The central data structure for abstract quantum programming is the QuantumVariable. The lifetime cycle of QuantumVariables and other aspects are managed by the QuantumSession class, which manages the interaction with a QPU at the backend. Due to a sophisticated system for managing QuantumSessions, typically the user does not have to think about
QuantumSession objects and can just use QuantumVariables.
In many cases raw QuantumVariables are not that helpful as they provide very few advanced data processing capabilities due to their generality. QuantumVariables can be thought of as the abstract base class of more specific datatypes.
Qrisp provides 5 advanced quantum data types:
- QuantumFloat: a datatype to represent and process numbers to arbitrary precision
- QuantumModulus: a datatype to model and process modular arithmetic
- QuantumBool: a datatype to represent boolean values
- QuantumChar: a datatype to represent characters
- QuantumString: a datatype to represent strings
QuantumVariables of the same type can be managed in a class called QuantumArray.
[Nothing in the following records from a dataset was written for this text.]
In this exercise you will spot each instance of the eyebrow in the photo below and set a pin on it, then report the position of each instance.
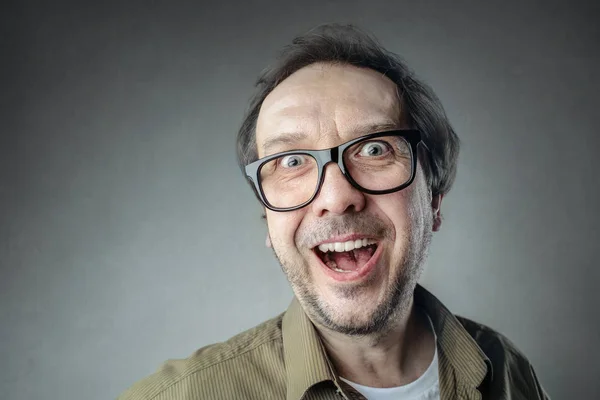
(291, 138)
(287, 138)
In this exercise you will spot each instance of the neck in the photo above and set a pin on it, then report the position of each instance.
(394, 358)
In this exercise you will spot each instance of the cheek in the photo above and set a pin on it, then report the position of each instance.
(283, 226)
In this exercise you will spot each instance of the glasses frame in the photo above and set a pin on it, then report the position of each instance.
(334, 155)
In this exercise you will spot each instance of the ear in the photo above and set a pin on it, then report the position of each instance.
(436, 208)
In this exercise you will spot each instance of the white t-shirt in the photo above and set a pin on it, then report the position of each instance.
(426, 387)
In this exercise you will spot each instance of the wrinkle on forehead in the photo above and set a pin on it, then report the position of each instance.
(329, 103)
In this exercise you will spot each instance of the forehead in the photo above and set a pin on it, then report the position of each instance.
(324, 104)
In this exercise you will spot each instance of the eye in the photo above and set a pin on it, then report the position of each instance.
(373, 149)
(291, 161)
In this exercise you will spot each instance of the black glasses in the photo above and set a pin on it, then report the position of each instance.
(379, 163)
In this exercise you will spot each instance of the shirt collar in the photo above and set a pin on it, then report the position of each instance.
(307, 363)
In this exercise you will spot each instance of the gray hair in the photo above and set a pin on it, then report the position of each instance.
(346, 44)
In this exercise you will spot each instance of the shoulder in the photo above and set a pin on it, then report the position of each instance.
(511, 369)
(224, 364)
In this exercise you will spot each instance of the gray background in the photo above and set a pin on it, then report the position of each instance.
(127, 235)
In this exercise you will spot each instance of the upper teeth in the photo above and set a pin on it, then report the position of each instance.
(346, 246)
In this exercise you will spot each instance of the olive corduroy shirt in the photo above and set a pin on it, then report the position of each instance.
(284, 358)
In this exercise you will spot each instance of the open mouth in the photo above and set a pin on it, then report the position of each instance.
(346, 257)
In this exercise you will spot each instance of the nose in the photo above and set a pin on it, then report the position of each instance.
(337, 196)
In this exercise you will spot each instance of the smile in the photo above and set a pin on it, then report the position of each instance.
(348, 260)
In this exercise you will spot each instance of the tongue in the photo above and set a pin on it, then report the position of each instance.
(349, 260)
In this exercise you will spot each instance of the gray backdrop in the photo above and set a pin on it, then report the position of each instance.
(127, 235)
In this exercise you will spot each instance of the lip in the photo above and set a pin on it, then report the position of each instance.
(343, 238)
(357, 275)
This class provides many convenient and established features like slicing or reshaping.
Using the concept of Quantum Environments, it is possible to program using many of the established paradigms from classical computing such as conditional execution of blocks of code (described in ConditionEnvironment).
As most of today’s research on quantum algorithms has been formulated in terms of quantum circuits, we provide the Circuit Construction module, which allows the construction of QuantumCircuits. Constructing QuantumCircuits in Qrisp is very similar as in Qiskit since the structure and the naming of the classes and methods are held as close as possible.
To guarantee application-oriented algorithm development at every stage, Qrisp comes with a network interface for addressing remote backends. This interface has been successfully testet wit different backend providers like eleQtron, IQM, AQT and IBM.